Sinds eeuwen is Jenever de meest karakteristieke borrel van Nederland. De Nederlandse Jenever is rond het jaar 1600 ontstaan als alternatief voor de tot dan toe veel gedronken wijndistillaten. Wijndistillaat was echter onvoldoende voorhanden in Nederland, een beter beschikbaar en tevens goedkoper middel was graan. Hier uit kon ook alcohol verkregen worden, want graan werd ook al gebruikt om bier te maken.
In Rotterdam werd veel graan verhandeld en vandaar ontstonden daar ook branderijen. De graanresten die na distillatie overbleven werden aan de varkens gevoerd in de mesterijen er om heen. Deze veroorzaakten stankoverlast in de stad. Dit heeft er toe geleid dat de branderijen zich naar de rand van stad verplaatsten en zo ontwikkelde Schiedam zich tot jeneverstad bij uitstek.
De Jenever van tegenwoordig wijkt nogal af van de Jenever van vroeger. Toen werd graan tot moutwijn gestookt en dit distillaat heeft een sterk graan aroma. Er werden kruiden toegevoegd om de sterke smaak te verzachten. De Jeneverbes was bij uitstek geschikt om de drank lekker te maken. Omdat de jeneverbes een groter aandeel had dan de andere kruiden werd het de jeneverbes die uiteindelijk de naam gaf aan dit product.
De jeneverbes groeit aan de jeneverstruik. Deze struik behoort tot de familie van naaldbomen en coniferen en komt in geheel Europa voor. De struiken variëren in hoogte van 1 tot 3 meter.
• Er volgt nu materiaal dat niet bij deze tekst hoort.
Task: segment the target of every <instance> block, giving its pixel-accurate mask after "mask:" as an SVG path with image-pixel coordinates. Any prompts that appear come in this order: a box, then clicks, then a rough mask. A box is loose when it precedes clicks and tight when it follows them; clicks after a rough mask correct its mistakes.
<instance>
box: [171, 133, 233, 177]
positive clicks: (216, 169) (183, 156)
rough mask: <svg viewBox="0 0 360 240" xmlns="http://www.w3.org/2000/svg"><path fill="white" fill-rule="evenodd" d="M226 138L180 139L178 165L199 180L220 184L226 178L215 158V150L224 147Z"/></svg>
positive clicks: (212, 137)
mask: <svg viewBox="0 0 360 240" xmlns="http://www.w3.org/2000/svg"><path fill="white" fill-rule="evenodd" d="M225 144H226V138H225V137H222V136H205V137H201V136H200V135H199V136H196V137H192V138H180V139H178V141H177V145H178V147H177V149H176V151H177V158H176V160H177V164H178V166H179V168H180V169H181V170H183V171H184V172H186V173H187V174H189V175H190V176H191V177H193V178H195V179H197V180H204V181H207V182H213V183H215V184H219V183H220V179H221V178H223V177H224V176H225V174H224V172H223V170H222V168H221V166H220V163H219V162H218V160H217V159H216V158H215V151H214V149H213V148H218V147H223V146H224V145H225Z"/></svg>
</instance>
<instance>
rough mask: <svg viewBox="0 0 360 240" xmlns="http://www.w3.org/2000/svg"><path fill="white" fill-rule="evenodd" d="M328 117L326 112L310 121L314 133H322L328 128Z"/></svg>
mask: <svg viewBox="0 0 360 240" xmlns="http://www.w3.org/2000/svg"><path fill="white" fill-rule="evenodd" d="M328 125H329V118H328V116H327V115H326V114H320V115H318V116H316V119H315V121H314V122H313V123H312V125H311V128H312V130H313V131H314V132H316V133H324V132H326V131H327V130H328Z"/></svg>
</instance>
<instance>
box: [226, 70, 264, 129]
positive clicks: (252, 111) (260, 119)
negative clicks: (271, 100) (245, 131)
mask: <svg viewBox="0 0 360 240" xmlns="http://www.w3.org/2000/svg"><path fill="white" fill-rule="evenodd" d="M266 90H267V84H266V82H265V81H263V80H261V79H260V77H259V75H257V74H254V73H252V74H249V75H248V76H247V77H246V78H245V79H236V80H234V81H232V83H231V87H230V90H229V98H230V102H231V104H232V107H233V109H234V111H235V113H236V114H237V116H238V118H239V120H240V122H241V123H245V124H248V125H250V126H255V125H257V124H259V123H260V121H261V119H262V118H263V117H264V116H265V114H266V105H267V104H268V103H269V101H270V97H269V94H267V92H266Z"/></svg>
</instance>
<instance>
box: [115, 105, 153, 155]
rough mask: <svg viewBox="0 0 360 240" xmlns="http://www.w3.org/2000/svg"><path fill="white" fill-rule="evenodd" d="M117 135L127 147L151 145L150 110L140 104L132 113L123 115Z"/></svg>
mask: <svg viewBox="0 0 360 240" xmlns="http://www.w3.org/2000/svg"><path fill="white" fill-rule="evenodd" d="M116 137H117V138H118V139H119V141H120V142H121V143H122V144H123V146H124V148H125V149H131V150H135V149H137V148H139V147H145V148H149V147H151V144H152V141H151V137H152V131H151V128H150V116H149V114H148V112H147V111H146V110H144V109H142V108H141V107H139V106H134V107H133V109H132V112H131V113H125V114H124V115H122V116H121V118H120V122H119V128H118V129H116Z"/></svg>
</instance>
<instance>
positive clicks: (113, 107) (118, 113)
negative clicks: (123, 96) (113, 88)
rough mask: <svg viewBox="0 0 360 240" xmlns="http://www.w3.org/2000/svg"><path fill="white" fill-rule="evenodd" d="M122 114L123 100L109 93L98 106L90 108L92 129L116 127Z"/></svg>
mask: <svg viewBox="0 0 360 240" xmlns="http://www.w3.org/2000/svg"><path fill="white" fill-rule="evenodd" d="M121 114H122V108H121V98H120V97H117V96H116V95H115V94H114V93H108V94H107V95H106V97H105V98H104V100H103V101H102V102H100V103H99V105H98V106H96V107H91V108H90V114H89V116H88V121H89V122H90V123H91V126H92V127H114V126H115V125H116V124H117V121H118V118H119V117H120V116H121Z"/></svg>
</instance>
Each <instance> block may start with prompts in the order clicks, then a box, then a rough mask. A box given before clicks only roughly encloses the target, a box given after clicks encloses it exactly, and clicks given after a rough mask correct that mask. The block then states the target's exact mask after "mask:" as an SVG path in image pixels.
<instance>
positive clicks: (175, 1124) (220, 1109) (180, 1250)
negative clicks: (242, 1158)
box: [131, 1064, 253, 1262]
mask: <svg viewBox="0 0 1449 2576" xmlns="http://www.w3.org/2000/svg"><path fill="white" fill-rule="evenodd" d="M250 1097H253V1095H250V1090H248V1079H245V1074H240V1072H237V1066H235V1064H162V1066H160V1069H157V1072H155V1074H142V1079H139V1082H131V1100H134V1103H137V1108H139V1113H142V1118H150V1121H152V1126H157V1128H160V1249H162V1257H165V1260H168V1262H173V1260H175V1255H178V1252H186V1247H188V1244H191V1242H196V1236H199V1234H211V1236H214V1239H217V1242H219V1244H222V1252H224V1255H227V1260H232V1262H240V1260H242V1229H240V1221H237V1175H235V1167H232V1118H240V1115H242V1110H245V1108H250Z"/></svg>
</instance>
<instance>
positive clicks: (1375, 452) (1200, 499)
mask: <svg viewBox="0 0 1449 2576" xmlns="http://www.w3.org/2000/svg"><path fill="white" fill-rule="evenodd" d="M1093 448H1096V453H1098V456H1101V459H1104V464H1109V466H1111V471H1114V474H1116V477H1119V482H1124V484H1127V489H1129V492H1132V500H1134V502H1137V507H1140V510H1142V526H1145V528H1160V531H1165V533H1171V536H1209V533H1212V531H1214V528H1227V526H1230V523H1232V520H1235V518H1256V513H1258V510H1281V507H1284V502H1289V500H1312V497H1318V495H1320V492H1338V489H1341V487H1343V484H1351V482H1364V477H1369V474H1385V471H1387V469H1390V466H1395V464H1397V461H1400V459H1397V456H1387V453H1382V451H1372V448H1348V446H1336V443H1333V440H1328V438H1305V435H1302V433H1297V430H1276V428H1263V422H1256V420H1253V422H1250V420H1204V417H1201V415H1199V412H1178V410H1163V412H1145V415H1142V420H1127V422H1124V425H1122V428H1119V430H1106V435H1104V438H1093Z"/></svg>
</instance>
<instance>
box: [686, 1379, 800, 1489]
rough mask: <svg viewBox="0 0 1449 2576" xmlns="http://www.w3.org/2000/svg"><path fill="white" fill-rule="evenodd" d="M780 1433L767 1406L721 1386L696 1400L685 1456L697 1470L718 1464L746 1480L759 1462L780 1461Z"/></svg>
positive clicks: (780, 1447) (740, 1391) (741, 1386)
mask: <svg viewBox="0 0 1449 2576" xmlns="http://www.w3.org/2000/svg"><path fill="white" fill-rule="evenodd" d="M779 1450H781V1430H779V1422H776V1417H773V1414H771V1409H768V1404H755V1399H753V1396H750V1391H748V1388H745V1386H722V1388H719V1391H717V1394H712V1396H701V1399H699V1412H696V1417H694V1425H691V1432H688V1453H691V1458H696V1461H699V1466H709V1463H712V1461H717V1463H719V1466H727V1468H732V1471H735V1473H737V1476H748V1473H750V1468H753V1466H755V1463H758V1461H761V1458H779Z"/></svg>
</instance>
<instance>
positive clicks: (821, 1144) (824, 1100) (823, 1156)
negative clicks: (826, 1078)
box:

Jeneverbessen in Nederland komen niet tot volle wasdom en daarom wordt ten behoeve van de jeneverproductie veelal gebruik gemaakt van uit Italië, Duitsland en Polen geïmporteerde jeneverbessen.
Naast de jeneverbes wordt een tal van andere kruiden gebruikt, waarvan de combinatie en verhouding echter per distillateur anders is. Kruiden die in veel jenevers voorkomen zijn koriander, kalmoes, St. Janskruid en angelicawortel.
Aan het begin van de 20e eeuw was er een nieuw soort alcohol in opkomst: zuivere alcohol gestookt uit melasse afkomstig van suikerbieten, die met behulp van een kolommendistillatie werd verkregen. Deze was neutraler van smaak en tevens goedkoper dan graandistillaten. Veel consumenten begonnen een voorkeur te geven aan de meer neutrale smaak. De Moutwijn werd daardoor heel geleidelijk voor een deel vervangen door alcohol. Moutwijn bleef wel een belangrijk ingrediënt, maar de zeer aromatische smaak werd langzaam aan verzacht. Vanaf de jaren ’40 werd de jenever nieuwe stijl “Jonge Jenever” genoemd in tegenstelling tot de traditionele jenever die vanaf die tijd “Oude Jenever” genoemd werd.
Het verschil tussen Jonge- en Oude Jenever zit hem dus niet in de leeftijd van de drank maar in de leeftijd van de receptuur.
Oude Jenever onderscheid zich duidelijk waarneembaar van Jonge Jenever door een zeer uitgesproken smaak welke onder andere afkomstig is van een groter deel Moutwijn (minimaal 15% van het eindproduct). Verder is de jeneverbes duidelijk te herkennen. Ten slotte moet een Oude Jenever minimaal 1 jaar op hout gelagerd worden, terwijl hiervoor geen voorschriften zijn bij Jonge Jenever.